Nida Art Colony is looking for cultural practitioners researching the Baltic States to join a two-week residency at NAC in Nida, Lithuania. The residency will provide participants with the opportunity to connect, exchange and share their practice with a small number of practitioners from Ukraine and the Baltic States. The goal of the residency is to look together at various specific sites — be it the Curonian Spit in Lithuania, Donbas in Ukraine, or approximations, such as Eastern Europe — and to think about the longer histories of sociotechnical imaginaries and spatial arrangements that inscribe themselves in bodies and lands, imagined as a component of material exchange.

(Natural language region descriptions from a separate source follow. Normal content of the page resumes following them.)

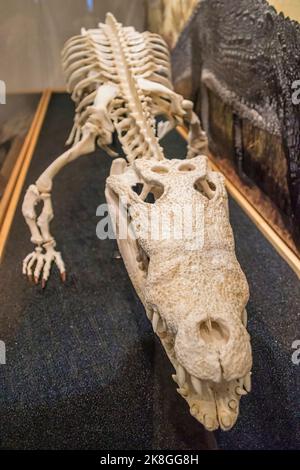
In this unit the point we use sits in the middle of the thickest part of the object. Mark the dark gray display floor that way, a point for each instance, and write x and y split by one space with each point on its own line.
84 369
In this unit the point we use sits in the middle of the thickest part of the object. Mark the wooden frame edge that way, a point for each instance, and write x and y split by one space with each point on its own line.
269 233
16 182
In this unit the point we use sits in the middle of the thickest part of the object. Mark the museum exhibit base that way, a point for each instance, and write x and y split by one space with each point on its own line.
84 368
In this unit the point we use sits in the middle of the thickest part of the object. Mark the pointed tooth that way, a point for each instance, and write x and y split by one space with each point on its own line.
155 321
149 313
194 410
196 384
182 391
209 423
233 405
174 377
247 382
181 375
225 421
240 391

By securing time to be and think together, the intention is to collectively reflect on gaps in knowledge that obscure or mute these territories, their histories, and the material aspects of colonial rendering of these lands into a resource. The goal is to address the sociotechnical arrangements and spatial organisations that enable slow violence and environmental damage while equating the human population and life at large to geological, agricultural, and other forms of matter with usable material capacities.
Throughout the two weeks participants will share their existing work as well as work-in-progress research with the aim to contribute to a laboratory of practices and ideas through fieldwork, screenings, lectures and discussions. During the residency, a shared vocabulary and bibliography will be developed that supports the production of situated knowledge within these contexts.
Participant’s contribution throughout the residency: artist talk or lecture, working on an individual project or a collective work-in-progress presentation.
Participant’s contribution upon completion (by May 2023): a text or a visual essay to be published on the NAC website.
Participation is open to professionals working in the field of culture, academic researchers, PhD students and Postdoc researchers with a focus on the Baltic States. NAC covers travel costs up to 250€ and an individual residency stipend of 800€.